Can anyone help me to calculate F-measure collectively ? I know how to calculate recall and precision, but don't know for a given algorithm how to calculate one F-measure value.
As an exemple, suppose my algorithm creates m clusters, but I know there are n clusters for the same data (as created by another benchmark algorithm).
I found one pdf but it is not useful since the collective value I got is greater than 1. Reference of pdf is F Measure explained. Specifically I have read some research paper, in which the author compares two algorithms on the basis of F-measure, they got collectively values between 0 and 1.

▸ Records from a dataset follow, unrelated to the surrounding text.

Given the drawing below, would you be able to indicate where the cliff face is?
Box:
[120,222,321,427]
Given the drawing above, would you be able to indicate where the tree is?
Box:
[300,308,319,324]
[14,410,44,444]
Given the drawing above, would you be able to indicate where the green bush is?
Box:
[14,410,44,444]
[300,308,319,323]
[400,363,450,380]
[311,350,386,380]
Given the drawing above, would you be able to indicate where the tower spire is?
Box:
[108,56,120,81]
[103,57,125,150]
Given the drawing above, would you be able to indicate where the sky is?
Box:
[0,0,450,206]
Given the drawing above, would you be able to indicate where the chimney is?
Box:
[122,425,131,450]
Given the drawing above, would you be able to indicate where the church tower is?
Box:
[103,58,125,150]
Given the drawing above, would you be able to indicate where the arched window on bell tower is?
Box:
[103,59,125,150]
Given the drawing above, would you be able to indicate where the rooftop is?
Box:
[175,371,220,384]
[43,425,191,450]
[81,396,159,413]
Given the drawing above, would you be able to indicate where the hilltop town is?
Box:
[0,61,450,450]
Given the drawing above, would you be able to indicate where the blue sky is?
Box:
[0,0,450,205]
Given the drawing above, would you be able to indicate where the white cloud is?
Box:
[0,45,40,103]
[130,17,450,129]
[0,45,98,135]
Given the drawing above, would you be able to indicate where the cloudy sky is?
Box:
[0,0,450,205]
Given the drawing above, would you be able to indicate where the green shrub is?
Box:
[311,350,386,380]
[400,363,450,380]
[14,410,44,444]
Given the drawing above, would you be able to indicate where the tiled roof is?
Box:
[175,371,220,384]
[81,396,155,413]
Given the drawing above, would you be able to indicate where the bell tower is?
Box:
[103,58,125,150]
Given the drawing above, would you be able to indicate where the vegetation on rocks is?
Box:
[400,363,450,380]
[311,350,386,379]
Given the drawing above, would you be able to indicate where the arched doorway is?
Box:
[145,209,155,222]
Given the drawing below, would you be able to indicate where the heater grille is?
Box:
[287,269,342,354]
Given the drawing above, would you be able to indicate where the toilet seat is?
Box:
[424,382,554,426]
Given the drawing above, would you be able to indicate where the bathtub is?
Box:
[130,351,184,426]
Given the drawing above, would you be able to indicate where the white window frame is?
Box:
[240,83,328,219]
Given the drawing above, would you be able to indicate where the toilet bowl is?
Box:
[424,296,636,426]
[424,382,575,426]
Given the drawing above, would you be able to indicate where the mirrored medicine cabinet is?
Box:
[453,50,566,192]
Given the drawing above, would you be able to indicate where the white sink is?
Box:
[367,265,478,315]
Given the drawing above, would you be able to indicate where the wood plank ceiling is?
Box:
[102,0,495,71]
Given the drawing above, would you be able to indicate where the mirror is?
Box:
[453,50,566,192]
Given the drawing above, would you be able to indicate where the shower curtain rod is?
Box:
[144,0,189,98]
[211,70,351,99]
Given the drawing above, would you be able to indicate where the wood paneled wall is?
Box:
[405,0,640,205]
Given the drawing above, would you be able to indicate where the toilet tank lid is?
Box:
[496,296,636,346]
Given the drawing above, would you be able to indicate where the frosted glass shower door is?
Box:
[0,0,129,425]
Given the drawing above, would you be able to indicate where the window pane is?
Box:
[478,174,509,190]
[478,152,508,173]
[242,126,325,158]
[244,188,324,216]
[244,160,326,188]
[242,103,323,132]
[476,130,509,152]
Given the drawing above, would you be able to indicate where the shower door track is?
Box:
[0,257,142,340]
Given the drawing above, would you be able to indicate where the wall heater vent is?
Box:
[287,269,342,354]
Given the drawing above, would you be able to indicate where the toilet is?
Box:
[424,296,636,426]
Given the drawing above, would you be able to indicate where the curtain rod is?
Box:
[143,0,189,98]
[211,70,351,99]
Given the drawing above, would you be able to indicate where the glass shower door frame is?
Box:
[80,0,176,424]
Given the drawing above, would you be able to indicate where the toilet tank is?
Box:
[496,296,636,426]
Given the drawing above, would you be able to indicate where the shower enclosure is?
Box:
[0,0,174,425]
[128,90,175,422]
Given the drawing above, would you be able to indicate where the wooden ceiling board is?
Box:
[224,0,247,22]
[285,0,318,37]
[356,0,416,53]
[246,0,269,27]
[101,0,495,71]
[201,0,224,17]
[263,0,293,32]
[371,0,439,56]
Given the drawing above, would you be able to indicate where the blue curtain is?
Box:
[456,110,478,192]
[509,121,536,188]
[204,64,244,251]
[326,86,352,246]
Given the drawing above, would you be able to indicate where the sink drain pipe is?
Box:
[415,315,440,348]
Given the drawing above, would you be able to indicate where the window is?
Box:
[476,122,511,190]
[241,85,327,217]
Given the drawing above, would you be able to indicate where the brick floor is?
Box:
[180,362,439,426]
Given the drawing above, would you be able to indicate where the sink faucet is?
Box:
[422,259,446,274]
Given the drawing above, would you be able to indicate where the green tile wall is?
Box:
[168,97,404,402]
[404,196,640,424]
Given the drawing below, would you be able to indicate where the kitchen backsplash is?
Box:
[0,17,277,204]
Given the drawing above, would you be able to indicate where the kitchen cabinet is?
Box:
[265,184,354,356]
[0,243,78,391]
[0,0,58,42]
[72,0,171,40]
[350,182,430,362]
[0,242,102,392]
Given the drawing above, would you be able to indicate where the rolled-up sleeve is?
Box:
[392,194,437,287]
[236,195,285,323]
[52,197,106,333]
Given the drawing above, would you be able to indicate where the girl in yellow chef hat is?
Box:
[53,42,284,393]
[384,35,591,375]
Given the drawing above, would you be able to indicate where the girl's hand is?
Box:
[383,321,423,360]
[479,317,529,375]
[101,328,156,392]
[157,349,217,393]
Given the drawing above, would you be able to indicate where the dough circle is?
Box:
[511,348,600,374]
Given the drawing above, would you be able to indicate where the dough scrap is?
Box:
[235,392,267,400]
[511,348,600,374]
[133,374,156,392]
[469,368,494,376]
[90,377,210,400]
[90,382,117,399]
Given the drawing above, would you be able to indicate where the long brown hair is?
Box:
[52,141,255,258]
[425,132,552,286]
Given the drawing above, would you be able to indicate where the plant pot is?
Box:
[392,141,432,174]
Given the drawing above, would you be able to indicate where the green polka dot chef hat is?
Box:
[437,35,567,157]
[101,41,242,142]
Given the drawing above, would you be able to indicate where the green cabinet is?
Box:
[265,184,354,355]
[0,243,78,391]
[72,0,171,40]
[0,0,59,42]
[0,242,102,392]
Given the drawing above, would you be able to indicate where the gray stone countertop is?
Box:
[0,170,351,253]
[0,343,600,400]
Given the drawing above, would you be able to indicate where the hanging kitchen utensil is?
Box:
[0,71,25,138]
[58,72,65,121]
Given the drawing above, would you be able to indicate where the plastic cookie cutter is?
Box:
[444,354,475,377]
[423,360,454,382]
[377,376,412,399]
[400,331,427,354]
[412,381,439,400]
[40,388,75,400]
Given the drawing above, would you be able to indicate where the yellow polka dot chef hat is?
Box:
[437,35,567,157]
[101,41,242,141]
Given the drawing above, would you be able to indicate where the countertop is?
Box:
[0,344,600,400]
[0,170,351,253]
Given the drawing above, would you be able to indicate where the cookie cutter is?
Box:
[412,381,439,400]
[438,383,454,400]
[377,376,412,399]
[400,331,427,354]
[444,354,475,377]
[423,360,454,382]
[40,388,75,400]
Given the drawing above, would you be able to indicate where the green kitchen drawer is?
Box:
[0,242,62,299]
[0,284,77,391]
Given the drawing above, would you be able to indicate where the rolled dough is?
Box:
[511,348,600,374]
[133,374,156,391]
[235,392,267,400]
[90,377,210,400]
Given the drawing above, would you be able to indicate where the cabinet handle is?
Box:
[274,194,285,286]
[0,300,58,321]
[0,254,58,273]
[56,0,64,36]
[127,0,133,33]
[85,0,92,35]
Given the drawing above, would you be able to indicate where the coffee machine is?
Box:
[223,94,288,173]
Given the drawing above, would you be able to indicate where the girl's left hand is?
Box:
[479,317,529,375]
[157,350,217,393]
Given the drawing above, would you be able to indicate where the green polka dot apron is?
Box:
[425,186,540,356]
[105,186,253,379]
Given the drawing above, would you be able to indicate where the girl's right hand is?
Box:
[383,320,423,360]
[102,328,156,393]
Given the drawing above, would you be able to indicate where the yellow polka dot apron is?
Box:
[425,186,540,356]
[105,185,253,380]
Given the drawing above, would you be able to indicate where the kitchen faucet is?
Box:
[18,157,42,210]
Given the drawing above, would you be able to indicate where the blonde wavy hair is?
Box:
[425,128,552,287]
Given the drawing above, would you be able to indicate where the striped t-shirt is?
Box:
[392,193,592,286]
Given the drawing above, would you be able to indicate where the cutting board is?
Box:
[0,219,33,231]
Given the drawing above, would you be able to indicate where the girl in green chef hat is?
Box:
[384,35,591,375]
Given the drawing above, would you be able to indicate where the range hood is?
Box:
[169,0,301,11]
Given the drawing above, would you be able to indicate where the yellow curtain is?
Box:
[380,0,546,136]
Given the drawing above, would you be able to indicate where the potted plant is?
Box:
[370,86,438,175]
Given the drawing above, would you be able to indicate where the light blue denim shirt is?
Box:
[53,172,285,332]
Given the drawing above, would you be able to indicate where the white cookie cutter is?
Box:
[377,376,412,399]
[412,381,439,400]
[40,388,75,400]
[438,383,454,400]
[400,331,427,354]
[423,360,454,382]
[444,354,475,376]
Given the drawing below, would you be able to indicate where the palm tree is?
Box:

if you read the pdf mentioned above carefully, the formula is F(C,K) = ∑ | ci | / N * max {F(ci,kj)}
where ci is reference cluster & kj is cluster created by other algorithm, here i is running from 1 to n & j is running from 1 to m.Let say |c1|=218 here as per pdf N=m*n let say m=12 and n=10, and we got max F(c1,kj) for j=2. Definitely F(c1,k2) is between 0 and 1. but the resultant value calculated by above formula we will get value above 1.
The term f-measure itself is underspecified. It's the harmonic mean, usually of precision and recall. Actually you should even say F1-score if you mean the unweighted version, because you can put different weight on the two input values. But without saying which two values are averaged (not in the sense of the arithmetic mean!) this doesn't say much.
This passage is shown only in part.